Là, je suis sûre que vous m’attendiez sur le pass sanitaire. Eh bien non !

Un article de Laurent Bègue-Shankland (professeur de psychologie sociale, Université Grenoble Alpes) dans The conversation, « Soumission à l’autorité : l’obéissance n’est pas ce que Stanley Milgram croyait », fait état de la mise au point de Dariusz Dolinsky sur les recherches de Milgram sur la soumission à l’autorité, c’est à dire sur les raisons pour lesquelles des participants à une expérimentation sont capables d’infliger de la douleur à des cobayes humains et animaux.

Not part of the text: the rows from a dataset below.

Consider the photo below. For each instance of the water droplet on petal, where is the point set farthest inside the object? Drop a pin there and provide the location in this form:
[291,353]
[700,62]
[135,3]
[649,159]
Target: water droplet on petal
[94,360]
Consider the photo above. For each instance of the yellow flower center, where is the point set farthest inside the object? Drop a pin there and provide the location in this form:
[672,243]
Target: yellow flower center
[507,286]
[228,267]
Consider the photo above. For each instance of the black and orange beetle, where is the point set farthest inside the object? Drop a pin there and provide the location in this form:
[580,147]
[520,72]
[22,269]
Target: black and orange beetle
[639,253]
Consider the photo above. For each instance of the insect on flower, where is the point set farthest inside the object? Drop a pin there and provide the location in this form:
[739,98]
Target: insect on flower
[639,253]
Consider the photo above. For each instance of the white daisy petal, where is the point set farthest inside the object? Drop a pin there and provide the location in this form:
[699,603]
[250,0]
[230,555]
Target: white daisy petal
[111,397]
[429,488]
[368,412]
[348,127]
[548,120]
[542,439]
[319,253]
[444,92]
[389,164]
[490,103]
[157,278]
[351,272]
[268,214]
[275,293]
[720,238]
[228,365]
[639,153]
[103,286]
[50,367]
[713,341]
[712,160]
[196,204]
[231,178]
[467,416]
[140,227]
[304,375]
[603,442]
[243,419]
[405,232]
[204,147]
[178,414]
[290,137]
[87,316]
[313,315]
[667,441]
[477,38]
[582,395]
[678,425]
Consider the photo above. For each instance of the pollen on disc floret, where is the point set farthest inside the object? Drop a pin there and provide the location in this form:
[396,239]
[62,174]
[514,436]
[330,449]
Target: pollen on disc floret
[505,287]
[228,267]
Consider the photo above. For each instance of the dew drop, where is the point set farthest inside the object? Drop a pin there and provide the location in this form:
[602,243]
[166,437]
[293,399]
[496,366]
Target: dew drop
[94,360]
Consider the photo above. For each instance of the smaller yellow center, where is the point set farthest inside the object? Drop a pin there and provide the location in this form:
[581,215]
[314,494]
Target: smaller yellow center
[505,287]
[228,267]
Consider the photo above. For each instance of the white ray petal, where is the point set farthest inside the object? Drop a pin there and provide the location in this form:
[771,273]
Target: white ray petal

Pour Milgram, c’était parce qu’on doute toujours un peu de la véracité de la souffrance imposée, et parce qu’elle l’est de façon graduée progressivement, ce qui permet de faire monter le seuil de notre acceptation. Selon les expériences de D. Dolinsky, c’est plutôt parce qu’on investit la science d’une autorité morale supérieure, qu’on est capable non seulement de s’y soumettre, mais de s’y investir activement, en cautionnant les moyens mis en œuvre pour vérifier des hypothèses. La souffrance est alors considérée comme un inconvénient certes dérangeant, mais mineur au regard des enjeux. Il pose donc la question de la contradiction entre cette attitude et la propension de plus en plus courante à désormais considérer l’animal comme un égal en droit, et Laurent Bègue-Shankland se demande alors comment nous allons nous arranger avec le dilemme moral qui en découle et se fait jour peu à peu dans nos sociétés.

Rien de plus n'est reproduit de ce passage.